Entrevista:O Estado inteligente

quarta-feira, julho 24, 2013

Incenso e mirra - DORA KRAMER


O Estado de S.Paulo - 24/07

Quando esteve a primeira vez no Brasil, em 1980, João Paulo II falou das injustiças sociais, mas fez gesto de significado político importante para a época, último governo da era militar: esteve com trabalhadores no estádio do Morumbi e depois recebeu um grupo de sindicalistas, entre eles Luiz Inácio da Silva - o metalúrgico que liderava o renascimento do movimento sindical - e a viúva de Santo Dias, morto durante a greve do ano anterior no ABC.

Não politizou na fala e sim no ato de apoio aos que confrontavam a ditadura. Naquele contexto foi entendido como um mensageiro do respeito aos valores democráticos.

Agora vem o papa Francisco com a atitude correta no momento certo, em seu exemplo de despojamento, pregando na prática o resgate de princípios de conduta a serem adotados na aproximação entre líderes e liderados.

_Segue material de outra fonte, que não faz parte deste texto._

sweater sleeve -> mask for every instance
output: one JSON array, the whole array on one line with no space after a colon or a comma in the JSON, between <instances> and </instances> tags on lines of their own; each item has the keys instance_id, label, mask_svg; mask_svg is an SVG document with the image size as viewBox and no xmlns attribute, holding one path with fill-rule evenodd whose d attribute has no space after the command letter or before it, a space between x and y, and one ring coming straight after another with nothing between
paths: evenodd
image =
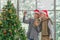
<instances>
[{"instance_id":1,"label":"sweater sleeve","mask_svg":"<svg viewBox=\"0 0 60 40\"><path fill-rule=\"evenodd\" d=\"M29 21L30 21L29 19L28 19L28 20L26 20L25 16L23 17L23 22L24 22L24 23L29 24Z\"/></svg>"}]
</instances>

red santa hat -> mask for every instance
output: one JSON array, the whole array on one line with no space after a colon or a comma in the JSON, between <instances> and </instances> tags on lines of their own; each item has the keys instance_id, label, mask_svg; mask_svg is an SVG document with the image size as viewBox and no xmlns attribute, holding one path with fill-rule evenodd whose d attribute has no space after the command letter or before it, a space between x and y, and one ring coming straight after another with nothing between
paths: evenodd
<instances>
[{"instance_id":1,"label":"red santa hat","mask_svg":"<svg viewBox=\"0 0 60 40\"><path fill-rule=\"evenodd\" d=\"M48 17L48 11L47 10L42 10L42 12L44 12L44 14Z\"/></svg>"},{"instance_id":2,"label":"red santa hat","mask_svg":"<svg viewBox=\"0 0 60 40\"><path fill-rule=\"evenodd\" d=\"M40 15L40 11L38 9L34 10L34 12Z\"/></svg>"}]
</instances>

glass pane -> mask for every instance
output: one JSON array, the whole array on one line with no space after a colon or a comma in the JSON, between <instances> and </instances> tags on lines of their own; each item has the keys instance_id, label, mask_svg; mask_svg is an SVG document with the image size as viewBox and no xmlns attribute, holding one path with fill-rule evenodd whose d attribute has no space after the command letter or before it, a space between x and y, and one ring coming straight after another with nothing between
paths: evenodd
<instances>
[{"instance_id":1,"label":"glass pane","mask_svg":"<svg viewBox=\"0 0 60 40\"><path fill-rule=\"evenodd\" d=\"M56 40L60 40L60 11L56 11Z\"/></svg>"},{"instance_id":2,"label":"glass pane","mask_svg":"<svg viewBox=\"0 0 60 40\"><path fill-rule=\"evenodd\" d=\"M0 5L1 5L1 0L0 0ZM1 6L0 6L0 10L1 10Z\"/></svg>"},{"instance_id":3,"label":"glass pane","mask_svg":"<svg viewBox=\"0 0 60 40\"><path fill-rule=\"evenodd\" d=\"M36 0L20 0L19 1L20 10L34 10L36 9Z\"/></svg>"},{"instance_id":4,"label":"glass pane","mask_svg":"<svg viewBox=\"0 0 60 40\"><path fill-rule=\"evenodd\" d=\"M48 11L48 15L51 18L52 22L54 22L54 11Z\"/></svg>"},{"instance_id":5,"label":"glass pane","mask_svg":"<svg viewBox=\"0 0 60 40\"><path fill-rule=\"evenodd\" d=\"M1 10L4 5L7 5L8 0L1 0ZM17 8L17 0L11 0L11 2L14 4L15 8Z\"/></svg>"},{"instance_id":6,"label":"glass pane","mask_svg":"<svg viewBox=\"0 0 60 40\"><path fill-rule=\"evenodd\" d=\"M56 10L60 10L60 0L56 0Z\"/></svg>"},{"instance_id":7,"label":"glass pane","mask_svg":"<svg viewBox=\"0 0 60 40\"><path fill-rule=\"evenodd\" d=\"M60 40L60 23L56 23L56 40Z\"/></svg>"},{"instance_id":8,"label":"glass pane","mask_svg":"<svg viewBox=\"0 0 60 40\"><path fill-rule=\"evenodd\" d=\"M56 12L56 21L60 22L60 11Z\"/></svg>"},{"instance_id":9,"label":"glass pane","mask_svg":"<svg viewBox=\"0 0 60 40\"><path fill-rule=\"evenodd\" d=\"M38 9L54 10L54 0L38 0Z\"/></svg>"}]
</instances>

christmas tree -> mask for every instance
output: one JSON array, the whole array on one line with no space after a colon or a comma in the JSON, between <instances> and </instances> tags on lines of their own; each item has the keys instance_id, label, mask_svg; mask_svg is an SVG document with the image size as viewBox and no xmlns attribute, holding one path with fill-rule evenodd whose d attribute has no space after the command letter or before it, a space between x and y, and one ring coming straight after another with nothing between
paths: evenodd
<instances>
[{"instance_id":1,"label":"christmas tree","mask_svg":"<svg viewBox=\"0 0 60 40\"><path fill-rule=\"evenodd\" d=\"M3 20L0 21L0 40L26 40L25 30L21 27L11 0L4 5L1 14Z\"/></svg>"}]
</instances>

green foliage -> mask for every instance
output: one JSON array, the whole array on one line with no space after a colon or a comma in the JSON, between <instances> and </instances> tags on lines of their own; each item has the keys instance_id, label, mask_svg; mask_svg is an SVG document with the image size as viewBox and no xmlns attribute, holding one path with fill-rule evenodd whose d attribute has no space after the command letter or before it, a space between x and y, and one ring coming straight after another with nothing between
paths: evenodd
<instances>
[{"instance_id":1,"label":"green foliage","mask_svg":"<svg viewBox=\"0 0 60 40\"><path fill-rule=\"evenodd\" d=\"M16 15L16 9L10 0L2 8L3 20L0 21L0 40L26 40L25 30Z\"/></svg>"}]
</instances>

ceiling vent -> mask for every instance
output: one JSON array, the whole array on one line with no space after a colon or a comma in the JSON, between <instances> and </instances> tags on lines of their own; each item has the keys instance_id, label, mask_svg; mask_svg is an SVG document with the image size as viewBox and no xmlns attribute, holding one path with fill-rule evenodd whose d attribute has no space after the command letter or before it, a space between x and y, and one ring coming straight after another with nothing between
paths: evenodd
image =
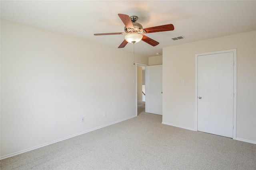
<instances>
[{"instance_id":1,"label":"ceiling vent","mask_svg":"<svg viewBox=\"0 0 256 170\"><path fill-rule=\"evenodd\" d=\"M184 36L180 36L179 37L172 38L172 39L173 40L178 40L178 39L183 39L184 38L185 38Z\"/></svg>"}]
</instances>

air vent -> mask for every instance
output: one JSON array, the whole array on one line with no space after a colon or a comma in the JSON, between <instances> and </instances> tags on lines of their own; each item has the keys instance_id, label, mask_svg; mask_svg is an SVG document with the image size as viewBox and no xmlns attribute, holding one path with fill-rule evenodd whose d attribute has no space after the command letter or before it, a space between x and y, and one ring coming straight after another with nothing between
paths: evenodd
<instances>
[{"instance_id":1,"label":"air vent","mask_svg":"<svg viewBox=\"0 0 256 170\"><path fill-rule=\"evenodd\" d=\"M172 39L173 40L178 40L178 39L183 39L184 38L185 38L184 36L180 36L179 37L172 38Z\"/></svg>"}]
</instances>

A autoridade, parece dizer ele em cada gesto, prescinde de pompa para atrair apreço e respeito. Ao contrário, quanto mais próximo estiver o representante - no caso dele, do Vaticano e da Igreja Católica, mais apreço receberá do representado.

O contraste das imagens de Francisco carregando sua maleta no embarque em Roma, fechando a porta do carro que o levou da Base Aérea do Galeão à Catedral Metropolitana, optando por acomodações sem luxo na residência da Arquidiocese do Rio, evidenciam o mau gosto e o caráter ofensivo da regalia e ostentação tão caras (estrito e lato sensos) a nossas excelências.

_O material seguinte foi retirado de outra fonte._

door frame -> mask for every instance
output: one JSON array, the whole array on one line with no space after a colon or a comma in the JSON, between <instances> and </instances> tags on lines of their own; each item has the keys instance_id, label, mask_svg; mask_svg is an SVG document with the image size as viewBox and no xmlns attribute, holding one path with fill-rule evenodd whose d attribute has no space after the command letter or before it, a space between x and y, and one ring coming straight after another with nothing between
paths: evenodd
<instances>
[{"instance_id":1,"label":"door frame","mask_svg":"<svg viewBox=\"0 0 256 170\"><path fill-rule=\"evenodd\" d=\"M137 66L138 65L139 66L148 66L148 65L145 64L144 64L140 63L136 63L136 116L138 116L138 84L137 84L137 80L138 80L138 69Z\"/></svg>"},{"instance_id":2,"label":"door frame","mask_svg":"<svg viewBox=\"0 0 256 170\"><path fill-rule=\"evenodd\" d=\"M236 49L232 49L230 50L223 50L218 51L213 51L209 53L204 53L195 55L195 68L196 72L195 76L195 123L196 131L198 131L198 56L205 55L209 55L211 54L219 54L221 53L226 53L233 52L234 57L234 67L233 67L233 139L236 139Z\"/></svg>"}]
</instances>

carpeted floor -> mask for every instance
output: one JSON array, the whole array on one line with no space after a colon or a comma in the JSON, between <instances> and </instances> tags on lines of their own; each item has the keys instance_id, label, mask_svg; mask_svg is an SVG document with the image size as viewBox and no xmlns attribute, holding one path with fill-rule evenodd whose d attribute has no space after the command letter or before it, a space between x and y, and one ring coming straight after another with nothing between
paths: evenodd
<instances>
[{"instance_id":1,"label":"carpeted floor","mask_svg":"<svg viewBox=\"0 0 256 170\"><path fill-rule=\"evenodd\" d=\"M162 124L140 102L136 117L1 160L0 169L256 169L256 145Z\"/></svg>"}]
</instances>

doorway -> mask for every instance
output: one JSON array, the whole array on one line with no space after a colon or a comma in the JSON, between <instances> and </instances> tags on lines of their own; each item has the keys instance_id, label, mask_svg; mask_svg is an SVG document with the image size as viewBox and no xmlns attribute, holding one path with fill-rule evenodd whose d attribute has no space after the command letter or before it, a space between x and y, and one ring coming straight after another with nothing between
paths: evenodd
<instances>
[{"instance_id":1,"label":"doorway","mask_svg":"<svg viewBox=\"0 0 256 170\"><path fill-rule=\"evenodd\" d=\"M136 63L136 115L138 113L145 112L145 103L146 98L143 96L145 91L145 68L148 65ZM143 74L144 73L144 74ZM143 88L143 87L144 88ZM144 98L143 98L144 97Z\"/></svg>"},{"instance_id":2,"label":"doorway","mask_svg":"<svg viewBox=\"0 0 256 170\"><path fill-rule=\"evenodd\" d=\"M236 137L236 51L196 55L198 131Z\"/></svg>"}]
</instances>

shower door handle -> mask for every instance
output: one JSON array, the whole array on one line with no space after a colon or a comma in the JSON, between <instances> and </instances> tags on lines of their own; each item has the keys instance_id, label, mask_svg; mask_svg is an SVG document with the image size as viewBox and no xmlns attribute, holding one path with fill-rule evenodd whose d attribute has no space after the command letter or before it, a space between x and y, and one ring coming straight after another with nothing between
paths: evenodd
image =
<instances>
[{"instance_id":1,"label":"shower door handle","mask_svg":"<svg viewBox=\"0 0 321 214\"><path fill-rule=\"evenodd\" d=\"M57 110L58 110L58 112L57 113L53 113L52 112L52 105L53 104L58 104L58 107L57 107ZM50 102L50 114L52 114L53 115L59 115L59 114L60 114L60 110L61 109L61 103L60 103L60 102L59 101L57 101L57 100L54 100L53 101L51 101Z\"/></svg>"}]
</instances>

A diferença entre a estreiteza e a amplitude esteve marcada nos discursos do papa e da presidente da República no Palácio Guanabara. Francisco, o pastor, foi modesto: "Aprendi que para ter acesso ao povo brasileiro é preciso ingressar pelo portal de seu imenso coração. Por isso, permitam-me que eu possa bater delicadamente a essa porta. Peço licença para entrar e transcorrer essa semana com vocês. Não tenho ouro nem prata, mas trago o que de mais precioso me foi dado: Jesus Cristo". Falou de amor e fraternidade.

Dilma, a governante, foi soberba e inoportuna ao tentar absorver para si e seus aliados políticos (não era hora nem lugar de exaltar o "trabalho" de prefeito e governador) a boa atmosfera da visita papal, com um pronunciamento de exaltação aos feitos do governo federal aos quais buscou também associar ações da Igreja. Defendeu de novo a tese de que os protestos decorrem dos "avanços dos últimos dez anos". Falou de pretensão e egoísmo ao desconhecer esforços anteriores.

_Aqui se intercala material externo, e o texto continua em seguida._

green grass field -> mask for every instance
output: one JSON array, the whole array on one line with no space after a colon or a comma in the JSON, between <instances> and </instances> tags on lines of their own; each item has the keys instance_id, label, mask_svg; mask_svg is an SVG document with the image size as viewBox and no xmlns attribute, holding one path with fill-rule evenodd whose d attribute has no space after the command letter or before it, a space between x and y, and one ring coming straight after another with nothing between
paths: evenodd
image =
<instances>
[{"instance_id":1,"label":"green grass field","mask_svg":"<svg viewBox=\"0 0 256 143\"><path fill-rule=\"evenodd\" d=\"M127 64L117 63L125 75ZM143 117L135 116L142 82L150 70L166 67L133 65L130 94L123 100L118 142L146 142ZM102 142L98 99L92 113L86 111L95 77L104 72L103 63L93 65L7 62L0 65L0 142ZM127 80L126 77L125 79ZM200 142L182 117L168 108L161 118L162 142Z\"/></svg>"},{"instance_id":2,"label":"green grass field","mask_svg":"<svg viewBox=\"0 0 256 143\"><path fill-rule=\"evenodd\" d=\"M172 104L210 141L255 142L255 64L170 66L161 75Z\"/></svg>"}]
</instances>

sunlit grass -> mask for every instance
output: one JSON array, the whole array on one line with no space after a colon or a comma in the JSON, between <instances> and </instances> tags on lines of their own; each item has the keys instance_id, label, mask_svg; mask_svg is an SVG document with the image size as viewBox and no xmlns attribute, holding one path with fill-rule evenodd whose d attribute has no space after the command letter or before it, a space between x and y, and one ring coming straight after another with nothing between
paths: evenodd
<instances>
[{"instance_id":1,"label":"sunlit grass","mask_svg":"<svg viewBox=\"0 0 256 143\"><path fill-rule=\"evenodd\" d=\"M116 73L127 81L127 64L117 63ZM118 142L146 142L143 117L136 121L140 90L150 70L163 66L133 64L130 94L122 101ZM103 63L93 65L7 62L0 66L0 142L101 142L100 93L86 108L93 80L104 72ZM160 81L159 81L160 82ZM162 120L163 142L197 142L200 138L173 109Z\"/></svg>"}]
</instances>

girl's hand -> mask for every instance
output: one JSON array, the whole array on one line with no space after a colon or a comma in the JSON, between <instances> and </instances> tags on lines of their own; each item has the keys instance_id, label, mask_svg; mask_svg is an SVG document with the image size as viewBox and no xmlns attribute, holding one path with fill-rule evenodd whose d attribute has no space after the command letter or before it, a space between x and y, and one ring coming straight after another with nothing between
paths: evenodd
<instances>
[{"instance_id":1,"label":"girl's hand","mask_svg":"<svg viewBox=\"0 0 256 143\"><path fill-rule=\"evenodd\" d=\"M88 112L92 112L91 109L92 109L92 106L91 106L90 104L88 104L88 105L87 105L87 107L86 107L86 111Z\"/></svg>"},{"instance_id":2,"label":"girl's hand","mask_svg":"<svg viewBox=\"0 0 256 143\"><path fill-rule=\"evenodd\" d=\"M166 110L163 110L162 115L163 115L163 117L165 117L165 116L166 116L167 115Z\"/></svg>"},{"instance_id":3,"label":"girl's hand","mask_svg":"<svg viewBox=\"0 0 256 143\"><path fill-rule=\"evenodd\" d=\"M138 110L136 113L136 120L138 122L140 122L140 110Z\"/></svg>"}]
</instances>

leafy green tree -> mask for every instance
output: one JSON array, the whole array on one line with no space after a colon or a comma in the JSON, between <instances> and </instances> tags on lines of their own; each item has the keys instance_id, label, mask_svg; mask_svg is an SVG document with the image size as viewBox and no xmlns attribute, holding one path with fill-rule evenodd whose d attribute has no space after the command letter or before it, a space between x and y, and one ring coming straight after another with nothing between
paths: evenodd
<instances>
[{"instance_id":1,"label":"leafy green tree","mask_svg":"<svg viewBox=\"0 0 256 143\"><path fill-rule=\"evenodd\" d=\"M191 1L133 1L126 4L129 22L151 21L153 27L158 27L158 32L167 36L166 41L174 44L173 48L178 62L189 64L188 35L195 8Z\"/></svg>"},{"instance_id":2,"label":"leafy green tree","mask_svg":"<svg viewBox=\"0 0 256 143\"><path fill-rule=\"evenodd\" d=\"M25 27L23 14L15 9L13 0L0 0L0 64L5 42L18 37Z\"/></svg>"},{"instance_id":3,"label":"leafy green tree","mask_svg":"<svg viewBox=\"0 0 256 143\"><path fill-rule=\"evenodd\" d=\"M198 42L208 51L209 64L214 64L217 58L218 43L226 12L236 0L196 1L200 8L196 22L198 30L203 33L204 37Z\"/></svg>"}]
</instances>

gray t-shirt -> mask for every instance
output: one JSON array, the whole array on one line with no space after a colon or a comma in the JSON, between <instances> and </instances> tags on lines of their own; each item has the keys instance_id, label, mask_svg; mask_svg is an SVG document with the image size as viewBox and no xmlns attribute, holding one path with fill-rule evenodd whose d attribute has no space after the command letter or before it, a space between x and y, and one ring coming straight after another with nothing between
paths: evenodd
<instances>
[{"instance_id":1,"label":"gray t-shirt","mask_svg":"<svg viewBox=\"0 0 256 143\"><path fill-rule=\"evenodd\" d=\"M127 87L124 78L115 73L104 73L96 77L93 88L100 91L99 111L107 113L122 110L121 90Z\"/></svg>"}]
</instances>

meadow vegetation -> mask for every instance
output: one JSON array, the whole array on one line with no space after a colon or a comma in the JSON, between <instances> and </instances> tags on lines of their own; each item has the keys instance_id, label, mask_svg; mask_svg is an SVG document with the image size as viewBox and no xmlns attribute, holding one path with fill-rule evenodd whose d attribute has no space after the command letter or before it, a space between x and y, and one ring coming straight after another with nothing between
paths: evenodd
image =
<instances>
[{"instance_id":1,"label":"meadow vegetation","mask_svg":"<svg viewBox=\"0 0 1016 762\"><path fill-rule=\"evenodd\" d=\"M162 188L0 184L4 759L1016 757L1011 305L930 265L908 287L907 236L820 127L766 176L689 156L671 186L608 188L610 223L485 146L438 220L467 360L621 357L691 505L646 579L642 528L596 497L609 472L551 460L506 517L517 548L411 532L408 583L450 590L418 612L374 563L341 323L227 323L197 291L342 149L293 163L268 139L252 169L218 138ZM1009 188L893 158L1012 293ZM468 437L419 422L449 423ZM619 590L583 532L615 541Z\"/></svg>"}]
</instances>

Uma falha cuja responsabilidade não está esclarecida deixou o papa por longos e aflitivos minutos cercado pela multidão no trajeto do aeroporto à catedral, mas produziu um episódio simbólico de que a convivência com o povo não necessariamente é perigosa.

Depende da qualidade do lastro que sustenta a relação. Francisco nada teme, não obstante seja dever do Estado brasileiro garantir-lhe a segurança sabendo compatibilizar o estilo dele ao manejo das circunstâncias de risco.

O destemor da proximidade já não se pode dizer que seja característica de nossas autoridades e figuras proeminentes da política, que não podem hoje dar um passo sem a proteção do protocolo ou do privilégio sem se arriscar a levar o troco (pelo descaso) na forma de desaforo.

Retrovisor. O PT brinca com fogo em suas escaramuças com Dilma Rousseff. Descontadas as diferenças entre personagens, em 2002 o PSDB interpretou que a perda de capital político do então presidente Fernando Henrique Cardoso não aconselhava a uma defesa contundente de seu governo na campanha eleitoral. O partido baixou a guarda, abriu espaço para o discurso da "herança maldita" e agora, que tenta resgatar o legado, sofre de déficit de credibilidade para dar o dito pelo não dito.